Молитва лицемера - страница 16
– Вашими устами да мне бы прошлому в уши. Если бы я мог писать, я бы, вероятно, был тем, кем сейчас уже и не мечтал бы стать. Может тогда и мог бы называться счастливцем, в самом полном его значении.
– Так пишите, что вам мешает? Руки заняты? – язвительность лилась не только в голосе, но и во взгляде незнакомца, хотя я почему-то возмутился, но не его словами, скорее самой ситуацией.
– Легко сказать: “пишите”.
– Что ж, легче не писать, в этом я с вами согласен. Невыносимее всего – разрешить себе делать нечто неудачное, неидеальное. Да только мы всё никак в толк не возьмём, что нет идеала. Не ходит по земле нечто, зовущееся совершенством, эдакий венец творения. Хотя, будь я дьяволом, пожалуй, это первое, что я придумал бы и внедрил в крошечные умы. А потом смотрел бы, как они бегают и страдают от своего эталона. – он устремил внимание вверх и слегка кивнул – Признаю – это и правда смешно.
– Стремится же к чему-то надо.
– Стремитесь к себе – это увлекательней всего.
Мой временный приятель поведал мне о месте, в котором когда-то имел удовольствия погостить:
– То место – огромная кладезь знаний для разных направлений мысли. Поместье древнего некогда знатного рода, – берущего своё начало ещё во времена, о которых думаешь, что их не могло быть и вовсе – собрало в себе несколько этажей библиотек и предметов искусства старше самого Бога. Там, конечно, можно утонуть, собственно, как и здесь, но если и есть ответы на вопросы вечности, то только там.
– Почему же вы не там?
– У меня не осталось вопросов.
Саморазрушение чертовски приятно, до поры до времени, но не приносит в жизнь ничего кроме краткосрочного удовольствия, которое теряется в прорве грязи и пустой глупости так быстро, что забываешь привкус удовлетворения и уже путаешь его оттенки с отвращением.
Я решил проститься с мелкими удовольствиями и сосредоточится на познании.
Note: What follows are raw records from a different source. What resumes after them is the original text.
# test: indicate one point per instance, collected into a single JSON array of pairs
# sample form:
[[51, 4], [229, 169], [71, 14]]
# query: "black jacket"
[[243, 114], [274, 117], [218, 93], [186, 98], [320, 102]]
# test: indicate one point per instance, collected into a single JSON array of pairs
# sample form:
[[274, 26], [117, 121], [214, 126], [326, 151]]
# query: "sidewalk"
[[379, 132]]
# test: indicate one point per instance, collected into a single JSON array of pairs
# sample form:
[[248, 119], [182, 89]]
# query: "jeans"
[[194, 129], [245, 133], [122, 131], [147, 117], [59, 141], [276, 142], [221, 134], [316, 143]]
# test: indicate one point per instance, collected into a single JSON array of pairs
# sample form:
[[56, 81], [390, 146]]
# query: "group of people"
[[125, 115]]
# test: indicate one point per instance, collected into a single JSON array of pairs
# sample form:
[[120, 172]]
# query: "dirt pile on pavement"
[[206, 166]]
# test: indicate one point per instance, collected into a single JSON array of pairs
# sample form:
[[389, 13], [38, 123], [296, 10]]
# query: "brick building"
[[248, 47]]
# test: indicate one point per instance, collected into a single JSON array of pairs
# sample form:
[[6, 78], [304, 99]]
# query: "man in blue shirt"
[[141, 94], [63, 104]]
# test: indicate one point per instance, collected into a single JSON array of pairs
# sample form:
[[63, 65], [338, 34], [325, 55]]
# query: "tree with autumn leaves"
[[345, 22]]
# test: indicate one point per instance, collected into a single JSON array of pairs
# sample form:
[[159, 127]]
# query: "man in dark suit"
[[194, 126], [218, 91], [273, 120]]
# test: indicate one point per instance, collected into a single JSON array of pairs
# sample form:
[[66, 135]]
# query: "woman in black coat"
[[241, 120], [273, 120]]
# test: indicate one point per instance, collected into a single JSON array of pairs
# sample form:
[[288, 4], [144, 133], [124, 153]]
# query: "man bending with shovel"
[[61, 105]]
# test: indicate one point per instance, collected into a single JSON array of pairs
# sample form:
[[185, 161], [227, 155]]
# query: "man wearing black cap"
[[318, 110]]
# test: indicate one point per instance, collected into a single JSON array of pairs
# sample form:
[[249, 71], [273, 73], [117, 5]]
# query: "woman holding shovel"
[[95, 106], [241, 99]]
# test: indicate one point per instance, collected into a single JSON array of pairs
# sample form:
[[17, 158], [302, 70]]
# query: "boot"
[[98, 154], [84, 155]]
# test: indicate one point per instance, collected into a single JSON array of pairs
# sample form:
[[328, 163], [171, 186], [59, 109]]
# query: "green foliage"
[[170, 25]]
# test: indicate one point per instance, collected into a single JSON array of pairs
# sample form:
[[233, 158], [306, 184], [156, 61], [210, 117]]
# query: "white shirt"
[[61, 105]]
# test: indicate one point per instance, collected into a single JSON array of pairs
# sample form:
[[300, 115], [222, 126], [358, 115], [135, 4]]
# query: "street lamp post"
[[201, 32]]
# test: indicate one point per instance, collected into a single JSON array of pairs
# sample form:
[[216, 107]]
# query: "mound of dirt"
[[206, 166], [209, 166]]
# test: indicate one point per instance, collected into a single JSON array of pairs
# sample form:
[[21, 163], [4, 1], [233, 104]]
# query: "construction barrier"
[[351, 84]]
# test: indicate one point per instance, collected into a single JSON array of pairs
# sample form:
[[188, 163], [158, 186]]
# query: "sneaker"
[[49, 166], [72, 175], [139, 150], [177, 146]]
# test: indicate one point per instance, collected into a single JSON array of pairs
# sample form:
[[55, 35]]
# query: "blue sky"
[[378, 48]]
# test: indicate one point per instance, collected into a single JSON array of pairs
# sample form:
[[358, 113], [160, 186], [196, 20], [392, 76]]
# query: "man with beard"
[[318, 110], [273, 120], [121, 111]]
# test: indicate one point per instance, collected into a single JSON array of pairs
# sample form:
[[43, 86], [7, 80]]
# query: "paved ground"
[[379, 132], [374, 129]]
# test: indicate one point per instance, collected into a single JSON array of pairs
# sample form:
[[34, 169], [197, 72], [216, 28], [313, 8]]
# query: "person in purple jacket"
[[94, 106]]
Думал, если каждый день буду наполнять чем-то осмысленным, познаю, если не счастье, то хотя бы жизнь во всей её красе. Знания всегда притягивали меня, я купался в эйфории, когда узнавал о мире что-то, что казалось нереальным и чудным, я стягивал слой за слоем отвердевшую пыль с моего скудного сознания и представлял, сколько ещё узнаю, если буду двигаться, не сбавляя темп. И я хотел поделится этим чувством, показать, как прекрасен мир за стенами глупости, потому начал записывать.
Именно литература давала возможность понять и пережить весь спектр человеческих чувств, но она и пресыщала саму жизнь.
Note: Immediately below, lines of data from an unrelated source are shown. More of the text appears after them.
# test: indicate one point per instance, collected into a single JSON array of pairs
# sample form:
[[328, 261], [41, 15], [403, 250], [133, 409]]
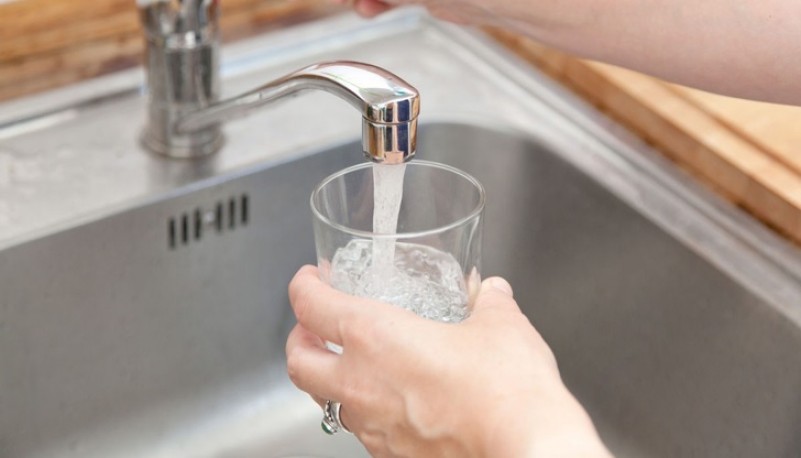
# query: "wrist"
[[552, 425]]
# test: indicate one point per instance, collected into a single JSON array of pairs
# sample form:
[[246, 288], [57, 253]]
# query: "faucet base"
[[185, 146]]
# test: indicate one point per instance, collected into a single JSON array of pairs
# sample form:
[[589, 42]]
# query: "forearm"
[[552, 424], [746, 48]]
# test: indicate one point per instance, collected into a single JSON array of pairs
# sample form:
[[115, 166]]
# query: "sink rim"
[[545, 112]]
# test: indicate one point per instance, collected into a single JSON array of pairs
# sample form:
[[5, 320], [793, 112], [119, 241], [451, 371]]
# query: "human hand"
[[410, 387]]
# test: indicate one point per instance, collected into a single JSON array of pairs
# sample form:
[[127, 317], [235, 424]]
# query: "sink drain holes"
[[221, 215]]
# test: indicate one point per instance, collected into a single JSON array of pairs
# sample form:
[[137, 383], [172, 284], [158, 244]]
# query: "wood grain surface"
[[50, 43], [746, 151]]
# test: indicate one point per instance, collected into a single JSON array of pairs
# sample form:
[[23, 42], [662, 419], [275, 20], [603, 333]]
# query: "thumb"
[[497, 284], [494, 292]]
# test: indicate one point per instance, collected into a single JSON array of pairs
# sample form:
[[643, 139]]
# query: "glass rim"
[[472, 214]]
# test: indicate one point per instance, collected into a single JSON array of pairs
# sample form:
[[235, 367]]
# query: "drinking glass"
[[430, 264]]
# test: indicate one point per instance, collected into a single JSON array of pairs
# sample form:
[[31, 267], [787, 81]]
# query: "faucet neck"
[[182, 66], [182, 63]]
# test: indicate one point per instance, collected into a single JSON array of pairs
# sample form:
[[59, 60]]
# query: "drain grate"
[[222, 216]]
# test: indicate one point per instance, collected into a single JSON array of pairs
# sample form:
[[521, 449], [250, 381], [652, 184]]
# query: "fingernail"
[[500, 284]]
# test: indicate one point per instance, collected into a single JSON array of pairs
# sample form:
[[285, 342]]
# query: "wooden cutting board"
[[747, 151]]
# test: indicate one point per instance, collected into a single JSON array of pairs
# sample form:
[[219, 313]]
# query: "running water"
[[419, 278], [387, 197]]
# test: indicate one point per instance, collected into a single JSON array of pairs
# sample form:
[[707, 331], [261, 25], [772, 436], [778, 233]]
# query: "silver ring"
[[332, 422]]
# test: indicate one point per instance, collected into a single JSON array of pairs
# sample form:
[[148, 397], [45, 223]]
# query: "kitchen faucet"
[[184, 113]]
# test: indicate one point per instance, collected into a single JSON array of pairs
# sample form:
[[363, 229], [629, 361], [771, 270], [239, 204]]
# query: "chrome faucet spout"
[[183, 81], [389, 105]]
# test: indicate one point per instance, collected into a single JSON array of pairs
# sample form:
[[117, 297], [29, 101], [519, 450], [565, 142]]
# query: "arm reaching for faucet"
[[410, 387], [746, 48]]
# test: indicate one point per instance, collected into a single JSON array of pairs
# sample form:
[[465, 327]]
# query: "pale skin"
[[410, 387], [743, 48], [492, 386]]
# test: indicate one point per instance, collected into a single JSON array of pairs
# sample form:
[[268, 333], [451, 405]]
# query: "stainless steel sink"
[[143, 305]]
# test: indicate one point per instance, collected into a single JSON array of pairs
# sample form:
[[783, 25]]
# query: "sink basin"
[[143, 304]]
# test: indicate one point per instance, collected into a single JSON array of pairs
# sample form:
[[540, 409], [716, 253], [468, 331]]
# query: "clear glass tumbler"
[[428, 262]]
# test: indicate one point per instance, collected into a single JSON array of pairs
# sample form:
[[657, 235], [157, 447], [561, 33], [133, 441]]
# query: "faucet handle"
[[196, 19], [182, 66]]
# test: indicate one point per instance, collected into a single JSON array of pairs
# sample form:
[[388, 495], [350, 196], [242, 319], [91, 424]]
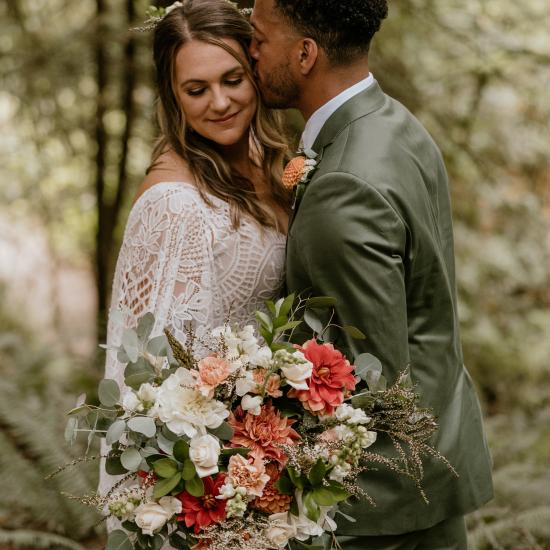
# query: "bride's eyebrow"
[[234, 69]]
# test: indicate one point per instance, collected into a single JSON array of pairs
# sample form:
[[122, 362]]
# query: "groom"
[[373, 229]]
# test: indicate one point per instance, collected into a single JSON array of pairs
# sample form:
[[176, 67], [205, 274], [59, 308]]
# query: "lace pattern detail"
[[182, 260]]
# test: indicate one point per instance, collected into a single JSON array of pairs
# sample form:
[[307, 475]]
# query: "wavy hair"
[[211, 21]]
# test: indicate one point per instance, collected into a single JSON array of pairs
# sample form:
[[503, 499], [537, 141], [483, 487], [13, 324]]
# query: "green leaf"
[[323, 496], [118, 540], [312, 508], [284, 486], [224, 431], [137, 373], [71, 430], [165, 467], [114, 467], [115, 431], [144, 425], [288, 326], [181, 450], [235, 451], [164, 486], [286, 306], [131, 459], [158, 346], [297, 479], [354, 332], [195, 487], [145, 326], [311, 319], [317, 472], [108, 392], [321, 301], [130, 344], [189, 470]]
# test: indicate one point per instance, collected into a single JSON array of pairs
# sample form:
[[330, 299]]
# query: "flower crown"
[[156, 14]]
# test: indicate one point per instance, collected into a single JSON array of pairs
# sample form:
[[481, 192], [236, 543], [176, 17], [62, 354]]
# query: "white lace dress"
[[182, 260]]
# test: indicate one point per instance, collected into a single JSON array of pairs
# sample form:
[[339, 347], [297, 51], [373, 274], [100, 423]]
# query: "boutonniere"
[[299, 169]]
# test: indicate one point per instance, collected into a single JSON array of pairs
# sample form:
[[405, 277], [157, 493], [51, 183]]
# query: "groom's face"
[[272, 48]]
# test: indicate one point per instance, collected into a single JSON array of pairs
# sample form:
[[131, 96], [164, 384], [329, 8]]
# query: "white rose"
[[252, 404], [150, 517], [296, 375], [279, 530], [204, 452]]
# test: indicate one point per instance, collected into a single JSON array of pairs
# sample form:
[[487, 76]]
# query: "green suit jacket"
[[373, 229]]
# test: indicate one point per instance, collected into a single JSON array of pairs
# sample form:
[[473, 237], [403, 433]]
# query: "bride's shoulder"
[[168, 175]]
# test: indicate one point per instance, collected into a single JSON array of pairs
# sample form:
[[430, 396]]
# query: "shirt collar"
[[317, 120]]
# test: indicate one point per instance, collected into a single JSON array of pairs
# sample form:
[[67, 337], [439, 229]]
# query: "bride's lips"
[[225, 119]]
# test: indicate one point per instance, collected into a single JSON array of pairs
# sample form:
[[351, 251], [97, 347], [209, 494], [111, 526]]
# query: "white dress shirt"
[[317, 120]]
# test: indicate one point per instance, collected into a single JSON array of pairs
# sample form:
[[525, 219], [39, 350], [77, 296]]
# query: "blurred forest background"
[[77, 104]]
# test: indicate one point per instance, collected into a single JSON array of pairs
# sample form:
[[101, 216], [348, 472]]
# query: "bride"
[[205, 238]]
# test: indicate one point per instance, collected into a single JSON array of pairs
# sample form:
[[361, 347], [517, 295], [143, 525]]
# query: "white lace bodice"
[[182, 260]]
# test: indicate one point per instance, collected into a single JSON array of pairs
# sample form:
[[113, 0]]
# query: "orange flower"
[[332, 375], [271, 501], [293, 172], [273, 384], [247, 473], [212, 372], [263, 434]]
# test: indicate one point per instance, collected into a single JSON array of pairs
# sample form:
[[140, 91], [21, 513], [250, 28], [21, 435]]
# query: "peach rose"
[[273, 384], [212, 372], [248, 473]]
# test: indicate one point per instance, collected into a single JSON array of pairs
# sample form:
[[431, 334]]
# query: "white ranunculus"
[[347, 413], [204, 452], [280, 530], [252, 404], [245, 384], [296, 375], [185, 410], [152, 516]]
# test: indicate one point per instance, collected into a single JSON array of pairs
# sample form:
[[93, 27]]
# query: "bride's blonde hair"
[[211, 21]]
Как ни странно, книг в борделе оказалось куда больше, чем в моем родном доме. Я нашёл имена тех, о ком слышал, и тех, кто появился на литературном поприще совсем недавно.
Я получал экстаз каждый раз, стоило мне найти нечто тонкое и умное. Прочитав роман о молодом юноше, погрязшем в грехах, я ещё несколько дней не мог отойти от впечатлений.
Сколько ещё в мире было столь гениальных работ? А сколько ещё в мире того, что мне никогда не узнать, если это случайно не окажется перед глазами? Сколько ещё в мире того, что я пока не в силах осознать своим маленьким умом? Могу ли я достичь уровня хотя бы среднего, и как сравнить ум, если он невидим и неосязаем? Порой человек молчит, и ты думаешь, что сказать ему нечего, но на самом деле думает он о стольком, что его молчание гарант твоей беззаботной жизни, что неизбежно потерпела бы крах от разрушенных иллюзий.
Пока я спал, Арлет попыталась стащить моё кольцо, но оно так плотно засело на пальце, что стянуть его без ощутимых движений не удалось.